Can This Be Measured?
Actually, yes. and it should be. Researchers could run stylometric analyses on chatbot output and compare it to public corpora like the Corpus of Contemporary American English (COCA) or even social media datasets.
Has LLM punctuation converged with elite writing norms?
Do models underrepresent syntactic patterns more common in working-class speech?
Does output replicate the ideological framing of dominant Wikipedia editors?
These questions point to a richer, more empirical understanding of bias, beyond the surface-level “does it say nice things about X ideology?” and toward a more structural view of who gets to write the data.
Political Implications
In political science, there's a long tradition of analyzing who sets the agenda in public discourse. If LLMs are now major players in shaping political information, we should be asking: whose views are they replicating?
And here’s where things get thorny. Many of the loudest online political voices represent minority factions with outsize attention. These groups produce a large volume of content, but not necessarily representative or consensus views. That volume gets amplified in the training set.
Which raises this uncomfortable question: Are we building chatbots that reflect the voice of the public, or the voice of the hyper-verbal few?
Toward Better Data—and Better AI
What can be done?
Corpus Auditing: AI labs should conduct and publish stylometric and demographic audits of their training sets.

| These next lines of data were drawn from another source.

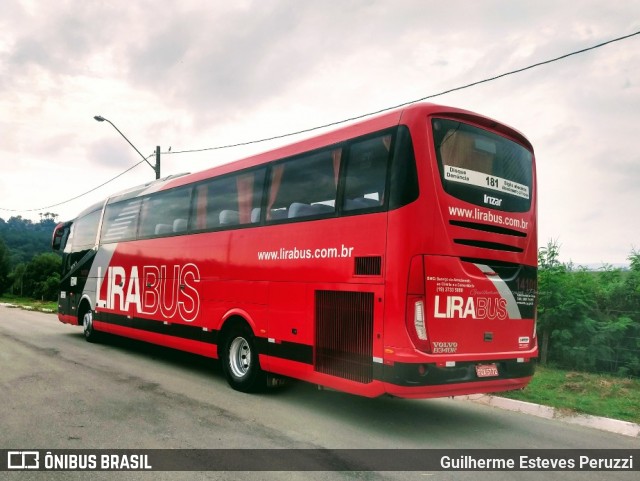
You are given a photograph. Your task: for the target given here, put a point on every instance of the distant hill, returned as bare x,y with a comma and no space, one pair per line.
25,238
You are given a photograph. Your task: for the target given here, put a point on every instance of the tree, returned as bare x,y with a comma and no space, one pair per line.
5,268
551,280
42,276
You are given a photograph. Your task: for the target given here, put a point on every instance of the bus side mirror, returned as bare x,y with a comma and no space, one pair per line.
60,235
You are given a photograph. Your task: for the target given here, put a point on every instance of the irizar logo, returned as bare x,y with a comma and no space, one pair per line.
492,200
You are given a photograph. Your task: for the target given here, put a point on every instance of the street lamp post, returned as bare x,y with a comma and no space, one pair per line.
156,167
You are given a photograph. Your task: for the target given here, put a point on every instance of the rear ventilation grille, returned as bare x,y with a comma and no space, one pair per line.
344,334
488,228
488,245
368,266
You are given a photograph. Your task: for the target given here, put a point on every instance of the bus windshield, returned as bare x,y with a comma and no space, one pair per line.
481,167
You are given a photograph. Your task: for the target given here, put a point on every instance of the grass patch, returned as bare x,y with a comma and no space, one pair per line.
31,304
584,393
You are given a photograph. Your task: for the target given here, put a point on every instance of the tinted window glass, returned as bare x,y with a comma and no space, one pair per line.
83,232
228,201
366,173
120,221
165,213
481,167
304,186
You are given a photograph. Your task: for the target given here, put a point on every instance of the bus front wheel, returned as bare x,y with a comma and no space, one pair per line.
240,361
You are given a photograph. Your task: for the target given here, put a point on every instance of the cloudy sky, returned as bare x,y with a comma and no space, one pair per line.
195,74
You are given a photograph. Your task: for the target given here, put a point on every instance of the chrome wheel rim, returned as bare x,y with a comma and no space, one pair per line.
239,357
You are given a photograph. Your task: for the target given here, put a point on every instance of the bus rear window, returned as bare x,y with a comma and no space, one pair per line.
481,167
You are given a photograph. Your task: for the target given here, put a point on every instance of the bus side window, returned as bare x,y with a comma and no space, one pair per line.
304,186
120,221
366,173
165,212
228,201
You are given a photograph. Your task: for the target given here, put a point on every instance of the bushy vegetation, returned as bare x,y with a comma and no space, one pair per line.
589,320
27,266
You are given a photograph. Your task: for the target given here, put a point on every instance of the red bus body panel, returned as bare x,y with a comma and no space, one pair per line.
179,291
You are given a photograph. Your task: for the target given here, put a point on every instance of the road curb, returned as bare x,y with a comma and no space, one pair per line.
604,424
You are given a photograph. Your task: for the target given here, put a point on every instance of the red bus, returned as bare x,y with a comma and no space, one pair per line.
397,255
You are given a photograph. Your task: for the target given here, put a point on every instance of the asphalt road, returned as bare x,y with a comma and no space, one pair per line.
59,392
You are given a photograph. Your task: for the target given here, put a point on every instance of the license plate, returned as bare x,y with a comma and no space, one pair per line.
486,370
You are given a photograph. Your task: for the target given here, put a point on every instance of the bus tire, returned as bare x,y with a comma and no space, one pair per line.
90,334
240,361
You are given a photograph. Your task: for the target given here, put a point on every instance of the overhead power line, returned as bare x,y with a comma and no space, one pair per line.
350,119
77,196
386,109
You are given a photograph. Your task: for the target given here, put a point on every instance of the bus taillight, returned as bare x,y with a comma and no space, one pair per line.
418,320
416,317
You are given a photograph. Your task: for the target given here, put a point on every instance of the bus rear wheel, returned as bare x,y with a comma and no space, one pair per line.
240,361
90,333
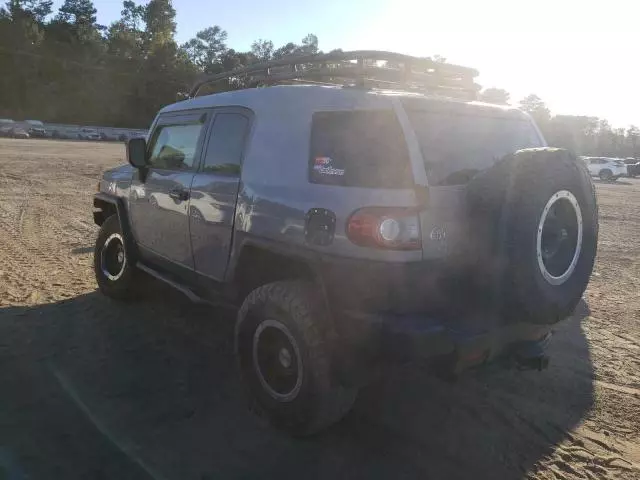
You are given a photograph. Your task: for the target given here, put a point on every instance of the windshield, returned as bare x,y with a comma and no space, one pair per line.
486,139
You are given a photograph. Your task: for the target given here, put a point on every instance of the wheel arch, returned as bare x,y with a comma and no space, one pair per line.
108,205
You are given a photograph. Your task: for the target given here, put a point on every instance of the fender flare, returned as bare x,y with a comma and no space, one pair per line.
99,199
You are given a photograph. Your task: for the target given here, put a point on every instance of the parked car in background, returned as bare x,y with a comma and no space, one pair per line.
606,169
89,134
19,132
633,167
38,132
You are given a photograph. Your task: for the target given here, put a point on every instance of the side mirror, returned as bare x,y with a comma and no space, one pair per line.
137,152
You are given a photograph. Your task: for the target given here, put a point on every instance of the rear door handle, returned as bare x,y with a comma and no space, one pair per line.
179,194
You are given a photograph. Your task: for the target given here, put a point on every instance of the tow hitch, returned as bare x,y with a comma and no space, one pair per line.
530,355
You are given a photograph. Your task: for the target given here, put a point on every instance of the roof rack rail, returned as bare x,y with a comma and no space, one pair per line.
360,68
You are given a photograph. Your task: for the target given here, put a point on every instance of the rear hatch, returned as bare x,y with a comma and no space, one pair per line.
457,141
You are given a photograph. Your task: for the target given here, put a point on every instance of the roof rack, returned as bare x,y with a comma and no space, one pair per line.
361,68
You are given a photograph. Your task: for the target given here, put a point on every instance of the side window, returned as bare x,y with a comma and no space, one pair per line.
226,144
359,149
173,147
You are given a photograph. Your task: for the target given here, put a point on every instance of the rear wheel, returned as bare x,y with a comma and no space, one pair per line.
283,350
115,273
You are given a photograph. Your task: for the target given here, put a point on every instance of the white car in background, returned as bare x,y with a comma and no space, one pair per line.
605,168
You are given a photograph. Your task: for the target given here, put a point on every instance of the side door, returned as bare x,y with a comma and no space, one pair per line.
159,199
214,191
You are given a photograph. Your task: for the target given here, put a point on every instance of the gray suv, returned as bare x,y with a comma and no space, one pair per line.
360,210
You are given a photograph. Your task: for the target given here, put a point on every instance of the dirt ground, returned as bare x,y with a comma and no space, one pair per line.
93,389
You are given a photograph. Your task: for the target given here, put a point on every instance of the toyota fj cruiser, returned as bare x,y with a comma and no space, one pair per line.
363,209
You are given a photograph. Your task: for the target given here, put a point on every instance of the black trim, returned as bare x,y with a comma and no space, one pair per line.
123,218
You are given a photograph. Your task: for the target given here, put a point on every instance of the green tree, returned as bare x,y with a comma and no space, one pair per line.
262,50
205,51
534,106
495,95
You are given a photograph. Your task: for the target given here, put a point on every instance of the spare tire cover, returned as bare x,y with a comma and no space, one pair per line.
535,220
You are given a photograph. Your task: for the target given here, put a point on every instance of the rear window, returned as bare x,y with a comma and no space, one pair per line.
455,146
359,149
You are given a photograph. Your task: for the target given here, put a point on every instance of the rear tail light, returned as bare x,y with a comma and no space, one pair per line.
390,228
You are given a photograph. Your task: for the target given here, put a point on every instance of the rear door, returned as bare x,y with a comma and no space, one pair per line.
214,191
159,201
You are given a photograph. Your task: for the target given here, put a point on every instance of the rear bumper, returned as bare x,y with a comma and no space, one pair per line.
369,342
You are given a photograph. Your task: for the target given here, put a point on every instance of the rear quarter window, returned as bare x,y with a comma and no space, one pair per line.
359,149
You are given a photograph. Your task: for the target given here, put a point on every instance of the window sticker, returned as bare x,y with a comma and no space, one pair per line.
323,166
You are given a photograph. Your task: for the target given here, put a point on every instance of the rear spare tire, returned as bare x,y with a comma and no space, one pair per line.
538,214
283,340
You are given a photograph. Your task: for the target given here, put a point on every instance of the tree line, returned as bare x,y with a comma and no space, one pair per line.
65,67
582,134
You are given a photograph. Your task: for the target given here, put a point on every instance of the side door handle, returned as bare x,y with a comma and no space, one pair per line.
179,194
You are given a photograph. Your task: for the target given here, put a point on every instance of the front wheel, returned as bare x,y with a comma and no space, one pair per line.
115,273
283,349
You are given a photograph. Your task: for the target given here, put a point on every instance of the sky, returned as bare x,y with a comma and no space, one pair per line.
580,57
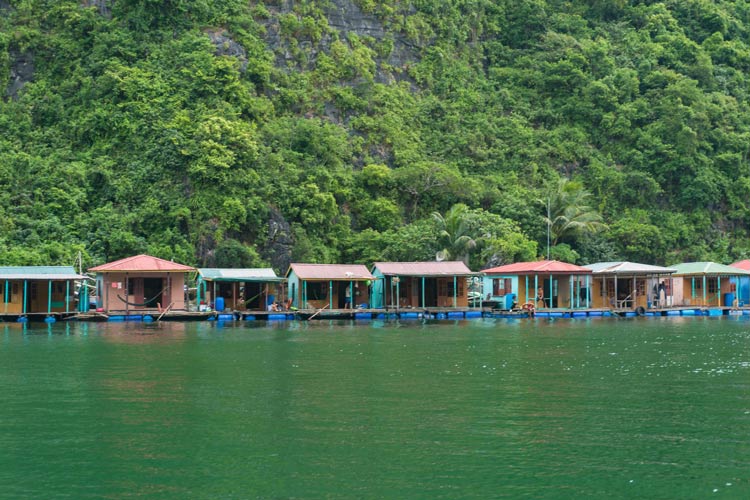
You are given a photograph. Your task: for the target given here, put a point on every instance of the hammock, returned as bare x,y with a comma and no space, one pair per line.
145,303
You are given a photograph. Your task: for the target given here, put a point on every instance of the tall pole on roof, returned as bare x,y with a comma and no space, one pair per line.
549,222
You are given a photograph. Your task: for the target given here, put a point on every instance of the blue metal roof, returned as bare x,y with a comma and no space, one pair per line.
39,273
239,275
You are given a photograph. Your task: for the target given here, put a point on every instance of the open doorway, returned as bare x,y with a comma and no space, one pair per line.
153,289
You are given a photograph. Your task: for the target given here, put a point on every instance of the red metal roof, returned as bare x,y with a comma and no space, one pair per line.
144,263
742,264
539,267
351,272
444,268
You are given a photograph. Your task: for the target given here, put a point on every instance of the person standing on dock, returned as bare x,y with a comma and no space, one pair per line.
540,297
662,294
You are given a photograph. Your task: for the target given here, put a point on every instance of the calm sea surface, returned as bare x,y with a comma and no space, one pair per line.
655,408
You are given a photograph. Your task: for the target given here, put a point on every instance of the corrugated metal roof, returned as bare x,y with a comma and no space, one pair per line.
39,273
142,262
742,264
443,268
352,272
239,275
539,267
707,268
627,268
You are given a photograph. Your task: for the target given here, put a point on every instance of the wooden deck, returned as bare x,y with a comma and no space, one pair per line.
429,313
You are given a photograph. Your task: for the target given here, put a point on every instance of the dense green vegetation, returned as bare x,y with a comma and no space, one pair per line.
415,127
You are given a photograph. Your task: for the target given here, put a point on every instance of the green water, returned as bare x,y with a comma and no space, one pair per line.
656,408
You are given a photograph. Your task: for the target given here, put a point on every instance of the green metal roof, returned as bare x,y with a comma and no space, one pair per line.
707,268
39,273
265,275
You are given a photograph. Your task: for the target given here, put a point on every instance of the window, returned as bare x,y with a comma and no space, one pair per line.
317,290
502,286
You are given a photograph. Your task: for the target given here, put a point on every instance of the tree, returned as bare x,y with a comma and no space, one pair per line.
569,214
453,237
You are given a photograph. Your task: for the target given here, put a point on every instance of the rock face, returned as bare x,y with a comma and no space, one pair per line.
225,46
344,16
278,248
21,72
104,6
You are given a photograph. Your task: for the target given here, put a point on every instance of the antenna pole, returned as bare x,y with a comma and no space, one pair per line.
549,222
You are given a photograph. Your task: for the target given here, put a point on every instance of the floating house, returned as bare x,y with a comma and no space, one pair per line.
545,284
706,284
139,284
239,289
43,290
420,284
742,283
331,286
629,285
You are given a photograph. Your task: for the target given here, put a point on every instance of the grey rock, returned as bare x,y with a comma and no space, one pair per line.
21,72
278,247
104,6
225,46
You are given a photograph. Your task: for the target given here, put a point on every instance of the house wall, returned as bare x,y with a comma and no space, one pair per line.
742,289
37,292
111,298
330,293
488,289
692,291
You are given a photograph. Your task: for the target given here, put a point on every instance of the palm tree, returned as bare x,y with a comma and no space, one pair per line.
453,237
569,214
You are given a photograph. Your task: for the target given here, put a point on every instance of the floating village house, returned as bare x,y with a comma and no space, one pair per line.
543,284
239,289
318,286
140,283
38,290
706,284
420,284
629,285
742,283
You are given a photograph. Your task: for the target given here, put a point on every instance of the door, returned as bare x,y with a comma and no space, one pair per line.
153,292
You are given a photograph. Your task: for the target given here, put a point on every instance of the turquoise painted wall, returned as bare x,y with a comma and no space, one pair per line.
500,299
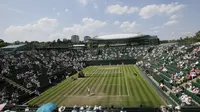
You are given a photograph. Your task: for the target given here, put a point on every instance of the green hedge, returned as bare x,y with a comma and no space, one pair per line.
196,84
198,80
195,97
175,98
167,84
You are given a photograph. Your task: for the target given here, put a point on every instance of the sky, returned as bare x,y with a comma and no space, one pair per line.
47,20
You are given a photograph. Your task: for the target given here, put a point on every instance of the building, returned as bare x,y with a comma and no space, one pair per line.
123,39
19,47
75,38
86,38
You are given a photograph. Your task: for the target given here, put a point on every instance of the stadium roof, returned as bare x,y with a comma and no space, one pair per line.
117,36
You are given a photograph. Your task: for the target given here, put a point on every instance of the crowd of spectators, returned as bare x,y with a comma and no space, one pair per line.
173,67
25,68
174,64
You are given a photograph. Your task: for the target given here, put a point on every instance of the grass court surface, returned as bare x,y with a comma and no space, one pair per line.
120,85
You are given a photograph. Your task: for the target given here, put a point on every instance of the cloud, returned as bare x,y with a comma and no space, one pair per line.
95,5
88,26
66,10
38,31
152,10
156,27
84,2
156,31
17,11
128,26
116,23
119,10
173,17
170,22
58,13
54,9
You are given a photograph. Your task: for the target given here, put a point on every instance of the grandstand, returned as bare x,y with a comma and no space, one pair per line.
124,39
129,76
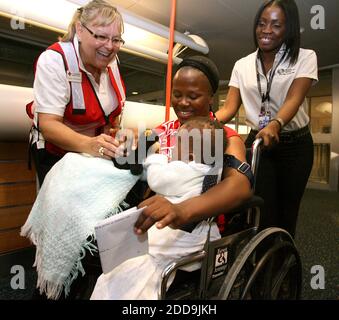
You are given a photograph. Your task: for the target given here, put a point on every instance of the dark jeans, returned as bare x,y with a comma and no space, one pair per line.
281,179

Downweighting Dominant Voices: Heavily represented contributors (e.g., Reddit power users) could be algorithmically adjusted to reduce their influence.
Broader Inclusion: Incorporating more writing from underrepresented groups, regions, and linguistic styles can diversify model outputs.
Bias Transparency: Chatbots should come with some disclosure of their linguistic and ideological leanings based on corpus origins.
Final Thoughts: Reading Between the Dashes
The next time ChatGPT throws an em dash into a response, take a second look. It may just be a punctuation mark, but it also carries the weight of millions of training examples written by a specific kind of person with a specific kind of voice.
Bias in AI isn’t always obvious. Sometimes, it hides in the quiet stylistic flourishes we take for granted. But if we care about democratic information systems, we need to pay attention to whose ideas are subtly being replicated and reified.
Sean Richey is a researcher focused on political communication, emerging technologies, and the intersection of AI and society.